Thirst Project Club aims to make a difference by building a well


Hannah Choi

Member of the Thirst Project Club and junior Sarenna Wood designs wristbands for the club fundraisers. Wood said her favorite part of the club is the energy they have when talking about their projects. “Everyone just gets so excited and starts thinking of more ways to raise money and support for the project,” Wood said. “It’s a really great cause and I’m super proud to be a part of it.”

After an official Road Warrior from the Thirst Project headquarters came to talk to junior Salma Ahmed’s Biology class about their organization, a group of five junior women became inspired to start a similar club themselves.

The Thirst Project is an international organization that raises money to fund wells and bring water to developing countries and places that lack access to clean water. 

“If it was not for her, I highly doubt any of us would have come to know about the Thirst Project and what it stands for,” Ahmed said. “The Road Warrior was the person who introduced us to this amazing foundation and sparked us to start the club here.”

They began by creating an executive board made up of juniors Salma Ahmed, Sarenna Wood, Claire Reifschneider, Alina Henry and Rishita Nannapaneni. They then created a goal to raise $6,000 this year, which is half the money needed to build a well. By the time they graduate, they hope will have enough money to build one well in a country in need.

“We were shocked by the number of people who did not have safe water and the impacts it has on these people,” Henry said. “We needed to be a part of this change.”

Every other Thursday, students of all grades meet to discuss their fundraising plans to build wells in countries in need of clean and accessible water.

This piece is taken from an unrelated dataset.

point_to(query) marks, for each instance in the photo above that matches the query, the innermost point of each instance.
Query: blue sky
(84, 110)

To raise money, the club will begin selling wristbands, putting together a raffle and starting a GoFundMe to raise awareness. 

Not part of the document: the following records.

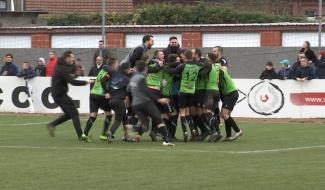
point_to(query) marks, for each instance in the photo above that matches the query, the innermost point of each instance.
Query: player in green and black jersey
(229, 96)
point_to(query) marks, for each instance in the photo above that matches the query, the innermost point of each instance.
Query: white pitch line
(36, 123)
(170, 149)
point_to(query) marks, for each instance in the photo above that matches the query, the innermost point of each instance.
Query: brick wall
(58, 7)
(41, 40)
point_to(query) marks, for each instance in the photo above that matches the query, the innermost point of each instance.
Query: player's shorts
(211, 99)
(185, 100)
(158, 94)
(98, 102)
(170, 107)
(229, 101)
(198, 99)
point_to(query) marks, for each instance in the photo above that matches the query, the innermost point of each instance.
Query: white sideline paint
(164, 150)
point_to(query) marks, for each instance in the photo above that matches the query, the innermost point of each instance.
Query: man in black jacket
(137, 52)
(60, 79)
(173, 47)
(269, 72)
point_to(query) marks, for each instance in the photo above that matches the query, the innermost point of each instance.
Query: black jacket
(303, 72)
(40, 70)
(93, 72)
(269, 74)
(320, 68)
(61, 77)
(310, 55)
(172, 50)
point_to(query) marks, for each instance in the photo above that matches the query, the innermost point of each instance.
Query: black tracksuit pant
(70, 112)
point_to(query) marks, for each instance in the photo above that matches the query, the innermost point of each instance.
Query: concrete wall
(244, 62)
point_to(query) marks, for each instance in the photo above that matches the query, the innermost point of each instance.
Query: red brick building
(55, 7)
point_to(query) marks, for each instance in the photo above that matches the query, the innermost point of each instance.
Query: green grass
(65, 163)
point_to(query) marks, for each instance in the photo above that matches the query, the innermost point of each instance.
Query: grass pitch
(270, 155)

“As of now we are checking with the Activities Office about selling wristbands and getting a drawing started,” Henry said. “I am really excited to see this all be put in motion and have it be successful.”

Ahmed hopes the Thirst Project Club will educate students about the other parts of the world. 

“We are very fortunate to live in a country where we can get the things that we want, but there are people around the world who can not get that,” Ahmed said. 

Freshman and club member Megan Hoenecke believes the club gives students an opportunity to make a difference. 

“It is an interesting program that allows students to really experience what mission work is about and how they can make a difference just by being part of a high school club,” Hoenecke said.

The Thirst Project members are invested in their fundraising goal because of the need for help in developing countries to have clean water.

“I feel attached to this club because it made me really upset that something we take for granted, fresh and clean water, was not easily accessible to millions of people in the world,” Ahmed said. “I wanted to change that or at least try to change that.”